I Will Not Be Shaken: A Songwriter’s Journey Through the Psalms is the companion book to a collection of songs by Steve Bell. The book combines Bell’s lyrics and songwriter anecdotes with Howison’s pastoral and theological reflections on the psalms on which Bell’s songs are based. This except focuses on Psalm 13.
Psalm 13
How long wilt thou forget me, O Lord, for ever: how long wilt thou hide thy face from me? How long shall I seek counsel in my soul, and be so vexed in my heart: how long shall mine enemies triumph over me?

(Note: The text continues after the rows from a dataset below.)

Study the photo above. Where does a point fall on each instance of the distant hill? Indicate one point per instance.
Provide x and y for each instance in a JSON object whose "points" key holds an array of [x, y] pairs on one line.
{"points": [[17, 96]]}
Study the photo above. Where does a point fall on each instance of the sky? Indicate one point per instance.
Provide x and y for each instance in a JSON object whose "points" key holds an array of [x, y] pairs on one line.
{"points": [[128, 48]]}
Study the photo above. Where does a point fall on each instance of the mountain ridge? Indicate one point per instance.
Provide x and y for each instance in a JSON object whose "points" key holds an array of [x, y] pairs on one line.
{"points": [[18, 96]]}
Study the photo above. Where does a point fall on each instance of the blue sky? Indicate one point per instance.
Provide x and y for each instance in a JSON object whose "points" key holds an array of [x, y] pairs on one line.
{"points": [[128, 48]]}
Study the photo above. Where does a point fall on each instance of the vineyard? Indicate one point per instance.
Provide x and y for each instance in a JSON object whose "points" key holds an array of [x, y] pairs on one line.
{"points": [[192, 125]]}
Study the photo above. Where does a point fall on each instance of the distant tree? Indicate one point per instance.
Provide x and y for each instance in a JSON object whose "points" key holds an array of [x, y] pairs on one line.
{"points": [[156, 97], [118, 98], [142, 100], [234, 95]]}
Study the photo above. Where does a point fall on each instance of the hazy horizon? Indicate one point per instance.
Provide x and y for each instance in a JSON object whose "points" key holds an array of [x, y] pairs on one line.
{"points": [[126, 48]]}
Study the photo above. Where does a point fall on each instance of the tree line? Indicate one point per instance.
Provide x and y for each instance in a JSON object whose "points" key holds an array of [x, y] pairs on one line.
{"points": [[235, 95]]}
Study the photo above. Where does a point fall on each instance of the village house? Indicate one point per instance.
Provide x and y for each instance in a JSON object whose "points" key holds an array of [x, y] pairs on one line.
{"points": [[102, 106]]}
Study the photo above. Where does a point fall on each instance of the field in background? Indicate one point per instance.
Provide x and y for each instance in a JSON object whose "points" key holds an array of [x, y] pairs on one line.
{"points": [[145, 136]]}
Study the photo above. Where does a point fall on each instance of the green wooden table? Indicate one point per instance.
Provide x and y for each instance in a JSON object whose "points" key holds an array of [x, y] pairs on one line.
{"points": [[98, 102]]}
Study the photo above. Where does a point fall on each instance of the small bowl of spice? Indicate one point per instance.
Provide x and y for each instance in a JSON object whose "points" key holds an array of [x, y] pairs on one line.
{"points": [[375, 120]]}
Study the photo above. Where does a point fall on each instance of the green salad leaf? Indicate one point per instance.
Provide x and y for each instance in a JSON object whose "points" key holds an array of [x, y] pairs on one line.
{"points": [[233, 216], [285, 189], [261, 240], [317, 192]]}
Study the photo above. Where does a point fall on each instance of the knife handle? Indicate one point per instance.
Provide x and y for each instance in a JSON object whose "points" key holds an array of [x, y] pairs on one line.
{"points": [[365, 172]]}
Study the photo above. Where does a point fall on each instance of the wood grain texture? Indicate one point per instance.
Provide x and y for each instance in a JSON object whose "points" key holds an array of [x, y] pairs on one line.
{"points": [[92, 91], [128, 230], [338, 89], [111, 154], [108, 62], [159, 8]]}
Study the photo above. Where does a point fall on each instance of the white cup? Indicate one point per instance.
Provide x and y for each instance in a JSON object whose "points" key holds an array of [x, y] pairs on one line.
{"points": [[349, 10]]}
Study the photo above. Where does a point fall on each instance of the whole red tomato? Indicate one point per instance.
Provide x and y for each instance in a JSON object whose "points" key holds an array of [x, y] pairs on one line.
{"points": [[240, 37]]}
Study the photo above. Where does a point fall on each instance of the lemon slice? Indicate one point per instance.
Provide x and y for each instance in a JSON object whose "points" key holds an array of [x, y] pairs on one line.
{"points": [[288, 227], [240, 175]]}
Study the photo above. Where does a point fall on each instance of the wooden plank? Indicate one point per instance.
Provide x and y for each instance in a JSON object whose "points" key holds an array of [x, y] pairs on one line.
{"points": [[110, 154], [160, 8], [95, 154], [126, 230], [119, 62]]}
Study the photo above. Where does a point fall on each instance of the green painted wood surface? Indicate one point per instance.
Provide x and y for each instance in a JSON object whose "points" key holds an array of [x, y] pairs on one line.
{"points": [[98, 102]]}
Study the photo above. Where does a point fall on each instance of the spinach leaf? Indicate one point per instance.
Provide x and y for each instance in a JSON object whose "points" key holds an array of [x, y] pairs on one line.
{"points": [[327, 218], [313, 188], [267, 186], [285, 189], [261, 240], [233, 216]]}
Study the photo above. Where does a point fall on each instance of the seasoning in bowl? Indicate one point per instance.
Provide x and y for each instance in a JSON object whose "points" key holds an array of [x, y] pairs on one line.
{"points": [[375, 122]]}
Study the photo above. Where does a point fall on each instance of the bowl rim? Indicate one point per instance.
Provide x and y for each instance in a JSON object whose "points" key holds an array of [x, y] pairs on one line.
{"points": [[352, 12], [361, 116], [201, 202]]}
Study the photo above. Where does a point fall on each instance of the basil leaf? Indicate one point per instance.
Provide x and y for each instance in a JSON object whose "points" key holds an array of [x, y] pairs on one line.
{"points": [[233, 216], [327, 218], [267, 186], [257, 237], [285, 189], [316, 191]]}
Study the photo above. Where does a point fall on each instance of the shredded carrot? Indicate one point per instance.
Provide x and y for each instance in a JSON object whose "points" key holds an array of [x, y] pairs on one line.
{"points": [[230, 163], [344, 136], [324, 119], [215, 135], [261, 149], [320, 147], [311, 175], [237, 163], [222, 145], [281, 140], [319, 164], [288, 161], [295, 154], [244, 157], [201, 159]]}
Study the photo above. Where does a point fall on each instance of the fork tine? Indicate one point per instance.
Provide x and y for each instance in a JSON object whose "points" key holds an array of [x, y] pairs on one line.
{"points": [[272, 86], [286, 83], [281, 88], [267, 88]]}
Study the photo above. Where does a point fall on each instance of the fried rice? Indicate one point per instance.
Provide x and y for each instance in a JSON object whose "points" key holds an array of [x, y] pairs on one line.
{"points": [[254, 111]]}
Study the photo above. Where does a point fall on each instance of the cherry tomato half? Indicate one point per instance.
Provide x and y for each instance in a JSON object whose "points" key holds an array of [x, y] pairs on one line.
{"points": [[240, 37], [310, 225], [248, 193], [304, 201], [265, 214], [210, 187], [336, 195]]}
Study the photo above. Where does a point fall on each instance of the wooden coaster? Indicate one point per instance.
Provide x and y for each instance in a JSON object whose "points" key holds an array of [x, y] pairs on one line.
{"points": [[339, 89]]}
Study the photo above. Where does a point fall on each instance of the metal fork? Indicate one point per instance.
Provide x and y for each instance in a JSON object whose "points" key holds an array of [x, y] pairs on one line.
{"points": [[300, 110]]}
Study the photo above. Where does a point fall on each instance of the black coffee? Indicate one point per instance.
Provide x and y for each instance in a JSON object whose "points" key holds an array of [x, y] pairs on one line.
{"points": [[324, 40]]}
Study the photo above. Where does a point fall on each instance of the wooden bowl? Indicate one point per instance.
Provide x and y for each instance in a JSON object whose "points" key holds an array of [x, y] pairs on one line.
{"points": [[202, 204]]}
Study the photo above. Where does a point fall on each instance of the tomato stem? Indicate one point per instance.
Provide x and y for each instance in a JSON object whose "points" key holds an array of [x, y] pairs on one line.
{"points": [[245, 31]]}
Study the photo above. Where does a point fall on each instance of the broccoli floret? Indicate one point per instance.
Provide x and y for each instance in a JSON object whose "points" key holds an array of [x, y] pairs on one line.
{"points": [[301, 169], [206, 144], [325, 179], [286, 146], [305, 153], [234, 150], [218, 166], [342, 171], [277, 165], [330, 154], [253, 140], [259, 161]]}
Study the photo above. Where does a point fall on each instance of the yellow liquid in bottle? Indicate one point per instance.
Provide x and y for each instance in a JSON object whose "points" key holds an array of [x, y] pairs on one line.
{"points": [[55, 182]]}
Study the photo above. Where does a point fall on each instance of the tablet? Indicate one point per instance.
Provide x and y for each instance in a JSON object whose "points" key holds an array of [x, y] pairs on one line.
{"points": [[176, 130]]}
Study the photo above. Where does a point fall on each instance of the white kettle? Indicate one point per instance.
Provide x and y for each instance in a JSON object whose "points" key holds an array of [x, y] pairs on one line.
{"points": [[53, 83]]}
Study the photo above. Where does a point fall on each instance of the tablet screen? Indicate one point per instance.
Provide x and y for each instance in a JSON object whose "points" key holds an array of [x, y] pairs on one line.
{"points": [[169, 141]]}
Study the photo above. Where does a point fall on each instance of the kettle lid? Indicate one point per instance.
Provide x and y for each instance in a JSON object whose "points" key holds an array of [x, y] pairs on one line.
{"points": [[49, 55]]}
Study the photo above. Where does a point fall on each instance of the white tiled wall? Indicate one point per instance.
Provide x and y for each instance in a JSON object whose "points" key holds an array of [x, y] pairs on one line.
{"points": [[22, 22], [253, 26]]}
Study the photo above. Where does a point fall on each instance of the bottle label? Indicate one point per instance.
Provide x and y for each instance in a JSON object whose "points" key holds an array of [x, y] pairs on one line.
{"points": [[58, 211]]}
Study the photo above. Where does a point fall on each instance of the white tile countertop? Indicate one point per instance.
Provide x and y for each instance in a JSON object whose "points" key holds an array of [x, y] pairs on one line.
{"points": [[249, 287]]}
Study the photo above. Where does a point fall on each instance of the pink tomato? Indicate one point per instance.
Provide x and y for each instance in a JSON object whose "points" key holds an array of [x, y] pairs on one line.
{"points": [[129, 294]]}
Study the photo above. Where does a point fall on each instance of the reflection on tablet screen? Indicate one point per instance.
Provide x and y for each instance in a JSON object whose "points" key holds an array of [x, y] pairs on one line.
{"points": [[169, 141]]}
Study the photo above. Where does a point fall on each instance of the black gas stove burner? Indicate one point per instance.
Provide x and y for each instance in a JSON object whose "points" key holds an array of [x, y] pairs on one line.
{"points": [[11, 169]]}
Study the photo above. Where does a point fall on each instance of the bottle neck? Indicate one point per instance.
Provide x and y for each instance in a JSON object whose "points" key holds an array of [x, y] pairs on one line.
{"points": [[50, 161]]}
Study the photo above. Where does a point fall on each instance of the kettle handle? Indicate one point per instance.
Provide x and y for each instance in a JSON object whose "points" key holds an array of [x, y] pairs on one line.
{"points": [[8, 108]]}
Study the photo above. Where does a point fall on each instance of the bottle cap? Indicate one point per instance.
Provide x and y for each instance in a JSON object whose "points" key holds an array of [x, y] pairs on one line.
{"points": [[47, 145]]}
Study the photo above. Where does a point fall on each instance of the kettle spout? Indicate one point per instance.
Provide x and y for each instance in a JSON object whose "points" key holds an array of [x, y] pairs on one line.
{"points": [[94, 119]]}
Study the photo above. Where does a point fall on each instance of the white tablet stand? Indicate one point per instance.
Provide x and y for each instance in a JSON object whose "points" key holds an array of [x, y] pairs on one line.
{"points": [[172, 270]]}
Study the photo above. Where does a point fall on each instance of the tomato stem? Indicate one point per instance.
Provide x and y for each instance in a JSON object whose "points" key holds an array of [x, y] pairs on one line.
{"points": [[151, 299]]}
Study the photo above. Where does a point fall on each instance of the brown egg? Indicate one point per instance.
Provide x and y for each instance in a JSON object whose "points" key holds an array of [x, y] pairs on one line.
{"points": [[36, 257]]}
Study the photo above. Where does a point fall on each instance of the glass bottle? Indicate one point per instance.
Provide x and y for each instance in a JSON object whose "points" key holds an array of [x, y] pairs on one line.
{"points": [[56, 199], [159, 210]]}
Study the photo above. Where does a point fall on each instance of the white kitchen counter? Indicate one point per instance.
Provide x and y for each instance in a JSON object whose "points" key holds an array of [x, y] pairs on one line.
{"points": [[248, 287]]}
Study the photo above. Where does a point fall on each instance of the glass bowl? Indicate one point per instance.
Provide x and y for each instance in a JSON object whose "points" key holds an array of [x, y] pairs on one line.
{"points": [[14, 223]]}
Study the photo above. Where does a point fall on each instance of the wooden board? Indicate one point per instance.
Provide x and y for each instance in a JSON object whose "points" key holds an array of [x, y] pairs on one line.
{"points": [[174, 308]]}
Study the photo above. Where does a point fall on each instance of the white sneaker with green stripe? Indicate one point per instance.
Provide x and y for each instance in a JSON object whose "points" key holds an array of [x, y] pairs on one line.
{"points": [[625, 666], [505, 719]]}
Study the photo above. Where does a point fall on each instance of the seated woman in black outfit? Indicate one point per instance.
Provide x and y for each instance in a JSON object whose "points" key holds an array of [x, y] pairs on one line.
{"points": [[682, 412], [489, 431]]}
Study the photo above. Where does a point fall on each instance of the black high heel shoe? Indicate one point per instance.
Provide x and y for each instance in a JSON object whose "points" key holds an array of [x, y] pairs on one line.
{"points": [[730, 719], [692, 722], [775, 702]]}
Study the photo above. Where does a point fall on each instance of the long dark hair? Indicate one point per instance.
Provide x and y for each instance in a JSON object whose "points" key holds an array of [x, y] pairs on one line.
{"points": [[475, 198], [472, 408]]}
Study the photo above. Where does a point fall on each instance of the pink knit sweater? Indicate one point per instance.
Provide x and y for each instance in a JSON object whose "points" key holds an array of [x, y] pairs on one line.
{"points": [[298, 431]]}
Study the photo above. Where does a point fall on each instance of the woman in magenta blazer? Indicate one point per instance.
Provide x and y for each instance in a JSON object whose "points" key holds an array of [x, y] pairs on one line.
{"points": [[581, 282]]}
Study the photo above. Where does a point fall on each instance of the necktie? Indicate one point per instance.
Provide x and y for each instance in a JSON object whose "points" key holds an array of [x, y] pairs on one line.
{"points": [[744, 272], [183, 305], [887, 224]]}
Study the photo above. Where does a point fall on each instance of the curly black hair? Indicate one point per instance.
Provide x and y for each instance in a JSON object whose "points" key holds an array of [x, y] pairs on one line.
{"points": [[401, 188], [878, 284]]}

Consider, and hear me, O Lord my God: lighten mine eyes, that I sleep not in death. Lest mine enemy say, I have prevailed against him: for if I be cast down, they that trouble me will rejoice at it. But my trust is in thy mercy: and my heart is joyful in thy salvation. I will sing of the Lord, because he hath dealt so lovingly with me: yea, I will praise the Name of the Lord most Highest.
Jamie Howison
Picture if you will, an evening at church. As I sit in those few quiet moments before people begin to arrive for worship, I find myself in deep and wordless prayer, aware that I am “weary and carrying heavy burdens” (Matthew 11:28). No one thing in particular is weighing on me, just a combination of the stuff of ministry, family, relationships, and life. I am all set to preach on the Lucan beatitudes (Luke 6:20ff.), in which Jesus proclaims blessing upon people who, for reasons of poverty or hunger or sorrow or rejection, know that they live in need: “blessed are you when you’ve bottomed out, such that you can no longer kid yourself into believing that you are a self-sufficient, self-providing master of your own life.” This is at least part of what is going on in those odd blessings and corresponding “woes.” It is great news, of course, to discover that you don’t have to be—in fact can’t be—that strong, because grace is sufficiently, abundantly and freely given by a wildly indiscriminate and loving God.
As people begin to arrive, I break my stillness and go to offer greetings. One person after another has stories to tell of weariness and burdens too heavy to bear. “You know how I’ve said before that we’d had the week from hell?” one woman asks me. “Well, this was the week from hell.”
As worship begins, I am aware how Jesus’s blessing of those who weep is particularly potent and immediate for us—for me—this night. But then another voice begins to ring from deep within my imagination: “How long?” I mean really, Lord, I think we get it here. The woman agonizing over her teenaged son, the family wrestling against terminal cancer, the person in deep conflict with a roommate, the wife whose marriage has just been punctuated by a big question mark; surely, all of us could stand to have a shot at grace without first having to face these tears.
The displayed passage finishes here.